Mi, 12:08 Uhr
29.03.2006
Wackers neuer Medizinmann
Nordhausen (nnz). Thüringenligist Wacker 90 vermeldet vor dem anstehenden Heimspiel gegen Steinach einen neuen Medizinmann. Was ist da wieder los in der Parkallee? Sollen die Spieler jetzt mit Voodoo-Zauber auf die Heimspiele eingeschworen werden? Antworten finden Sie wie immer in der nnz.
Das hätte sich Detlef Hoinkis bis vor wenigen Wochen selbst nicht träumen lassen, dass er montags mit dem Wacker-Präsidium zusammensitzt und schon am Samstag im Albert-Kuntz-Sportpark beim Heimspiel gegen Steinach den Zuschauern als neuer Medizinmann vorgestellt wird. Eigentlich wollte der gelernte Landmaschinen- und Traktorenschlosser bei Wacker nur ein bisschen Hilfestellung geben und einen geeigneten Nachfolger für den im Winter ausgeschiedenen Siegbert Dornhofer vermitteln, aber dann kam alles ganz anders.
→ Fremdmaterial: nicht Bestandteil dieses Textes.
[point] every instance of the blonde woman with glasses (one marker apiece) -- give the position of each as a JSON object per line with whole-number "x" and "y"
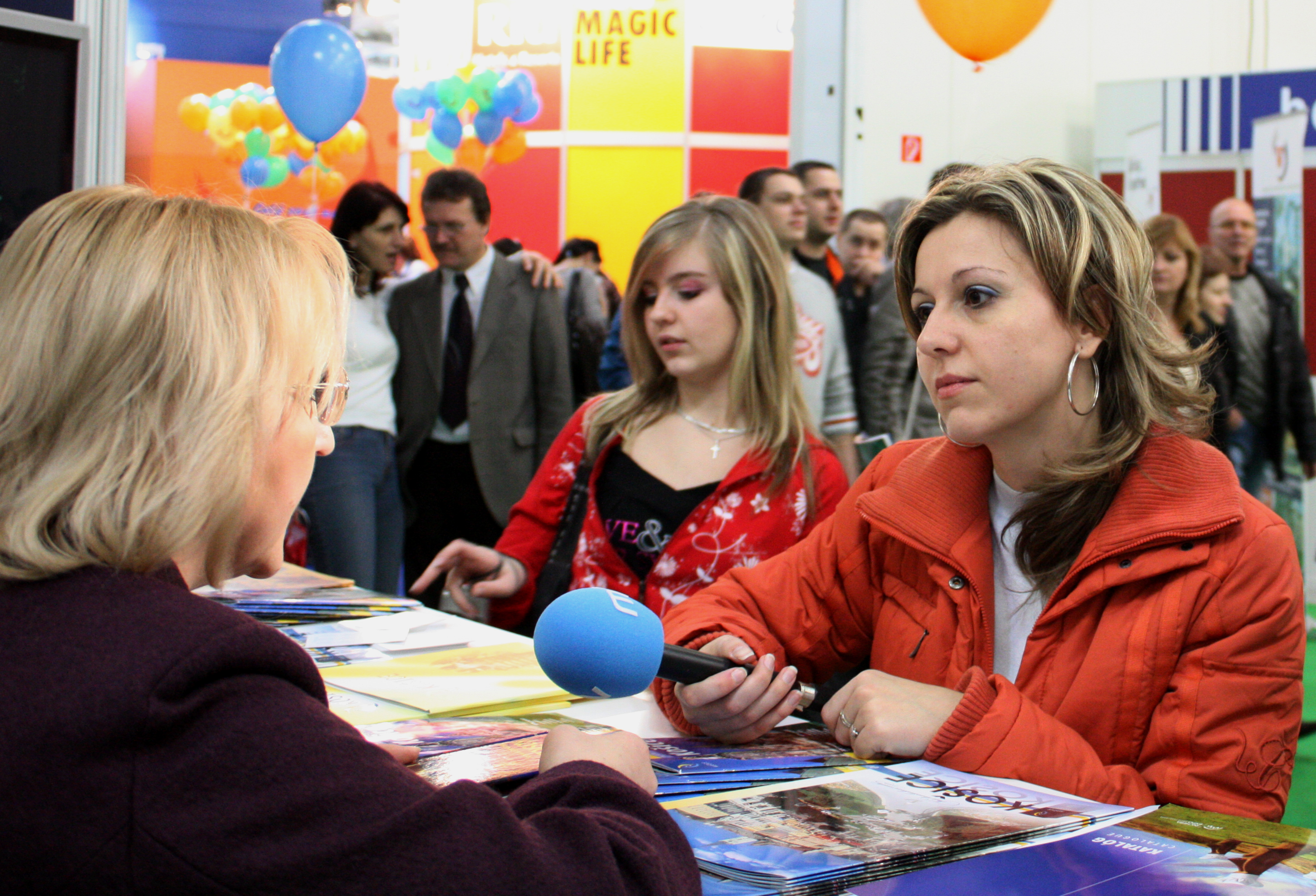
{"x": 169, "y": 373}
{"x": 706, "y": 464}
{"x": 1068, "y": 589}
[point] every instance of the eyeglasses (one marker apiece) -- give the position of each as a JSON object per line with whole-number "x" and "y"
{"x": 327, "y": 401}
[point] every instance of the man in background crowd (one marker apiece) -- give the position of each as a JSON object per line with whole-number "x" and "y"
{"x": 823, "y": 208}
{"x": 484, "y": 383}
{"x": 862, "y": 248}
{"x": 1273, "y": 391}
{"x": 894, "y": 399}
{"x": 820, "y": 345}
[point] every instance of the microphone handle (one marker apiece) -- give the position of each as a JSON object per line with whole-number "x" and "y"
{"x": 686, "y": 666}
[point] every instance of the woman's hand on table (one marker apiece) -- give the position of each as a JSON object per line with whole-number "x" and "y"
{"x": 619, "y": 750}
{"x": 473, "y": 571}
{"x": 893, "y": 716}
{"x": 736, "y": 706}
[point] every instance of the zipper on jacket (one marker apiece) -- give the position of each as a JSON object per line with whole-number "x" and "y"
{"x": 915, "y": 652}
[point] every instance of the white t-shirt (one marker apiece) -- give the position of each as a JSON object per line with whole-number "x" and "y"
{"x": 1018, "y": 604}
{"x": 370, "y": 360}
{"x": 820, "y": 353}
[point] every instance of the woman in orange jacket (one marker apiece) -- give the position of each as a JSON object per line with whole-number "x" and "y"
{"x": 1069, "y": 589}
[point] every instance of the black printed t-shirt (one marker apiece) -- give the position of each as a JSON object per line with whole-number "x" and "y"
{"x": 640, "y": 511}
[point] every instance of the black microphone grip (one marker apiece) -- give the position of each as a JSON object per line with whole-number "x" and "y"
{"x": 686, "y": 666}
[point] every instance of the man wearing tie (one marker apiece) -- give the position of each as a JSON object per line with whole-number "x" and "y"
{"x": 484, "y": 379}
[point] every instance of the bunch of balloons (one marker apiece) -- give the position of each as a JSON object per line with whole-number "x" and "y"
{"x": 478, "y": 115}
{"x": 251, "y": 131}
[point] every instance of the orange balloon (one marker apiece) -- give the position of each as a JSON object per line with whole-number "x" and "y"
{"x": 195, "y": 112}
{"x": 470, "y": 154}
{"x": 270, "y": 115}
{"x": 245, "y": 112}
{"x": 511, "y": 145}
{"x": 984, "y": 30}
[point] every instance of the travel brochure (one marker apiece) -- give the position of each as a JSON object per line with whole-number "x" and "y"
{"x": 826, "y": 835}
{"x": 798, "y": 747}
{"x": 1172, "y": 851}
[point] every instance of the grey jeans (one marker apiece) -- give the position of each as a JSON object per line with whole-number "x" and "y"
{"x": 356, "y": 510}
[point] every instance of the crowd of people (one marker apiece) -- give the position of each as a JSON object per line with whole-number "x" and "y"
{"x": 1054, "y": 573}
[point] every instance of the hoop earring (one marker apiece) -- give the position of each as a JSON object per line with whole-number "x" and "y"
{"x": 1097, "y": 389}
{"x": 943, "y": 424}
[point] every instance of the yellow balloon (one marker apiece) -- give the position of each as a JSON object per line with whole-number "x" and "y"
{"x": 984, "y": 30}
{"x": 245, "y": 112}
{"x": 220, "y": 127}
{"x": 195, "y": 112}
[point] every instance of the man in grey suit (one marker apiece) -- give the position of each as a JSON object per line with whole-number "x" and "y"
{"x": 484, "y": 382}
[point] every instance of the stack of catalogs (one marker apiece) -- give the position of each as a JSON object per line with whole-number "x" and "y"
{"x": 690, "y": 766}
{"x": 827, "y": 835}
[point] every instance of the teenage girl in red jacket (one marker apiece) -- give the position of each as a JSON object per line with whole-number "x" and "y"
{"x": 1066, "y": 590}
{"x": 707, "y": 462}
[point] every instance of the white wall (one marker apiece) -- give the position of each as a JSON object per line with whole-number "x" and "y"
{"x": 1039, "y": 99}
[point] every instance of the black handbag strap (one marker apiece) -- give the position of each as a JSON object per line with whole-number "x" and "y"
{"x": 556, "y": 577}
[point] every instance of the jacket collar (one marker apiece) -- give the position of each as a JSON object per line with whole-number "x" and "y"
{"x": 936, "y": 500}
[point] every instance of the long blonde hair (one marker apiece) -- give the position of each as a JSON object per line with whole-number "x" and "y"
{"x": 144, "y": 340}
{"x": 764, "y": 387}
{"x": 1163, "y": 229}
{"x": 1097, "y": 263}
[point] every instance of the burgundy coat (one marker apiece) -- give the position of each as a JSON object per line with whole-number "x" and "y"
{"x": 156, "y": 743}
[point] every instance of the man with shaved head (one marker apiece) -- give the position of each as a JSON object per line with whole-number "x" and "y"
{"x": 1273, "y": 391}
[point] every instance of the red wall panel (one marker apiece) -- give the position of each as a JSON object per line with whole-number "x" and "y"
{"x": 720, "y": 172}
{"x": 1192, "y": 195}
{"x": 524, "y": 197}
{"x": 740, "y": 91}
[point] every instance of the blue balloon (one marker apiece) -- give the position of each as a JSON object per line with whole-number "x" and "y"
{"x": 489, "y": 127}
{"x": 528, "y": 111}
{"x": 319, "y": 77}
{"x": 446, "y": 128}
{"x": 411, "y": 102}
{"x": 507, "y": 98}
{"x": 254, "y": 172}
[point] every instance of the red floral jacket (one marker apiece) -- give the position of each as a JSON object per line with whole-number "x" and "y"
{"x": 740, "y": 524}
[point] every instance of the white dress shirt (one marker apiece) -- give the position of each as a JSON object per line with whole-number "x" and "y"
{"x": 478, "y": 279}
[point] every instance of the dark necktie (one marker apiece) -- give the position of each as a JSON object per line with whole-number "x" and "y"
{"x": 457, "y": 357}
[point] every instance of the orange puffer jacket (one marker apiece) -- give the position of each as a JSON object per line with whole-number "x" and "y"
{"x": 1167, "y": 668}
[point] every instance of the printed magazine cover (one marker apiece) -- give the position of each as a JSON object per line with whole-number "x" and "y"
{"x": 807, "y": 837}
{"x": 783, "y": 748}
{"x": 1172, "y": 851}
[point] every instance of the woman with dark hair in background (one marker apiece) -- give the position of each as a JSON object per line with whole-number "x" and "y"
{"x": 355, "y": 500}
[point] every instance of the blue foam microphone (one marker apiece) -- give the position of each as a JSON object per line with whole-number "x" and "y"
{"x": 600, "y": 644}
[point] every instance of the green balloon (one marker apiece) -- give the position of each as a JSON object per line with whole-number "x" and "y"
{"x": 278, "y": 172}
{"x": 452, "y": 94}
{"x": 258, "y": 144}
{"x": 439, "y": 150}
{"x": 223, "y": 98}
{"x": 482, "y": 89}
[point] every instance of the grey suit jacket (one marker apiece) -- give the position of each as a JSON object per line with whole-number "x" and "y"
{"x": 519, "y": 392}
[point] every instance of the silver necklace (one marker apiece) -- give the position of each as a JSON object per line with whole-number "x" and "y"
{"x": 726, "y": 433}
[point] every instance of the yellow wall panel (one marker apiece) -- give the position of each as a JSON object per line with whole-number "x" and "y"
{"x": 615, "y": 193}
{"x": 628, "y": 66}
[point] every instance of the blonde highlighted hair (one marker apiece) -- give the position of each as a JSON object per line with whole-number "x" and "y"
{"x": 1097, "y": 263}
{"x": 764, "y": 387}
{"x": 145, "y": 340}
{"x": 1164, "y": 229}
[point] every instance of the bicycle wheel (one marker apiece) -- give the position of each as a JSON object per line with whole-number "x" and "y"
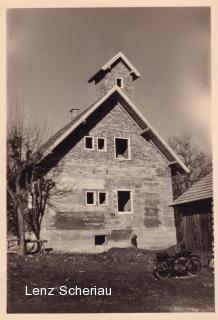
{"x": 162, "y": 270}
{"x": 194, "y": 266}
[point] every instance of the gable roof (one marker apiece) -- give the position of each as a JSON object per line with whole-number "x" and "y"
{"x": 203, "y": 189}
{"x": 113, "y": 60}
{"x": 147, "y": 131}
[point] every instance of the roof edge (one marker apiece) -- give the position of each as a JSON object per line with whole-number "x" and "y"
{"x": 135, "y": 109}
{"x": 107, "y": 65}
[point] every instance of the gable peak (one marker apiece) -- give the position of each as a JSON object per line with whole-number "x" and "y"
{"x": 117, "y": 71}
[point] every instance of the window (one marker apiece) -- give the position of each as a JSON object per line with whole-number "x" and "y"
{"x": 102, "y": 198}
{"x": 124, "y": 201}
{"x": 119, "y": 82}
{"x": 90, "y": 198}
{"x": 101, "y": 144}
{"x": 100, "y": 240}
{"x": 89, "y": 143}
{"x": 122, "y": 148}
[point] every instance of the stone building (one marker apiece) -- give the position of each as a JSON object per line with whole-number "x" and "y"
{"x": 118, "y": 169}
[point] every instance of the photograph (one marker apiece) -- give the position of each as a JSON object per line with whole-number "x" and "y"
{"x": 109, "y": 176}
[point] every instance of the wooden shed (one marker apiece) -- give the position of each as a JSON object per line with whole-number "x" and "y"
{"x": 194, "y": 218}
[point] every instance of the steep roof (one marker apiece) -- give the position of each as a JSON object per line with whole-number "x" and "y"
{"x": 203, "y": 189}
{"x": 147, "y": 131}
{"x": 112, "y": 61}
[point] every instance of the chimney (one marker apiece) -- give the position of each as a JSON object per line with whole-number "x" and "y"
{"x": 73, "y": 113}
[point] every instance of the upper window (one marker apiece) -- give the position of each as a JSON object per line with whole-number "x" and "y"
{"x": 124, "y": 201}
{"x": 119, "y": 82}
{"x": 101, "y": 144}
{"x": 103, "y": 198}
{"x": 122, "y": 148}
{"x": 89, "y": 142}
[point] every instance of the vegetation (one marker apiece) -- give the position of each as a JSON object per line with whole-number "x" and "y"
{"x": 198, "y": 162}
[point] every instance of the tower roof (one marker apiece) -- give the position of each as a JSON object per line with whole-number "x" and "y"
{"x": 119, "y": 56}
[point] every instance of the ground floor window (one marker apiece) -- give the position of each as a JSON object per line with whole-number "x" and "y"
{"x": 124, "y": 201}
{"x": 122, "y": 148}
{"x": 90, "y": 198}
{"x": 100, "y": 240}
{"x": 102, "y": 198}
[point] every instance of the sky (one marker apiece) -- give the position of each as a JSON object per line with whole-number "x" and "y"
{"x": 51, "y": 54}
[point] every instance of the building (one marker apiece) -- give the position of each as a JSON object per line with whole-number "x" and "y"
{"x": 194, "y": 219}
{"x": 118, "y": 170}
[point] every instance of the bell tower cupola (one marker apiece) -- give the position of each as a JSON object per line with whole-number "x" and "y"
{"x": 116, "y": 72}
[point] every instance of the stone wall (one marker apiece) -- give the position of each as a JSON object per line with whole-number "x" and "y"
{"x": 72, "y": 225}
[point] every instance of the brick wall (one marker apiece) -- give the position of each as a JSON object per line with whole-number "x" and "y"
{"x": 146, "y": 175}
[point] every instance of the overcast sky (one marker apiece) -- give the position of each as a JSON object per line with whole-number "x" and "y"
{"x": 53, "y": 52}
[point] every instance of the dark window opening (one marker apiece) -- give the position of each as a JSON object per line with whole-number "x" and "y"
{"x": 102, "y": 198}
{"x": 100, "y": 240}
{"x": 119, "y": 82}
{"x": 122, "y": 148}
{"x": 89, "y": 142}
{"x": 124, "y": 201}
{"x": 101, "y": 144}
{"x": 90, "y": 197}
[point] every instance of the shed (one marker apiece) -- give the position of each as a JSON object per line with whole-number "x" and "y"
{"x": 194, "y": 218}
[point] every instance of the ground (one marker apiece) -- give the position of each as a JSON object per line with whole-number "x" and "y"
{"x": 127, "y": 271}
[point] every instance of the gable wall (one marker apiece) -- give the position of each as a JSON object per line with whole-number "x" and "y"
{"x": 146, "y": 174}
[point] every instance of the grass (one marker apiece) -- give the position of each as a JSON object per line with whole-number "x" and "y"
{"x": 128, "y": 272}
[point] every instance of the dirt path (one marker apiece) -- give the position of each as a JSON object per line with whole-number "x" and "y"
{"x": 128, "y": 272}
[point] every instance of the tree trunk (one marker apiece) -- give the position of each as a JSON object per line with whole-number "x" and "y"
{"x": 21, "y": 232}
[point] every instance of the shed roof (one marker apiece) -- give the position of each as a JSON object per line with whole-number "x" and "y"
{"x": 112, "y": 61}
{"x": 202, "y": 189}
{"x": 147, "y": 130}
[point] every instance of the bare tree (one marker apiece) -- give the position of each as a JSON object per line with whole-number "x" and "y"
{"x": 198, "y": 162}
{"x": 22, "y": 141}
{"x": 27, "y": 179}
Der Vorruheständler Hoinkis, der 38 Jahre im Gesundheitswesen als Pfleger arbeitete ist nicht der Typ, der ruhig zu Hause sitzen kann, ohne einer sinnvollen Tätigkeit nachzugehen. So begeisterte er sich schon bald selbst für die Idee, beim Thüringenligisten die sportmedizinische Betreuung zu übernehmen. Erfahrungen auf diesem Gebiet sammelte er in den letzten zehn Jahren bei Aufbau Sundhausen und ist nun bis in die Haarspitzen motiviert, seine Kenntnisse und Fertigkeiten den Nordhäuser Fußballern zur Verfügung zu stellen. Und Detlef Hoinkis gibt gleich richtig Gas. Nach seinen Vorstellungen muss jedes Team einen Betreuer oder Übungsleiter haben, der über ein sportmedizinisches Grundwissen verfügt. Ausgestattet mit Heil- und Pflegemitteln kann dieser von Hoinkis Angelernte gleich auf dem Platz erste Hilfe leisten, falls sich ein Spieler verletzt.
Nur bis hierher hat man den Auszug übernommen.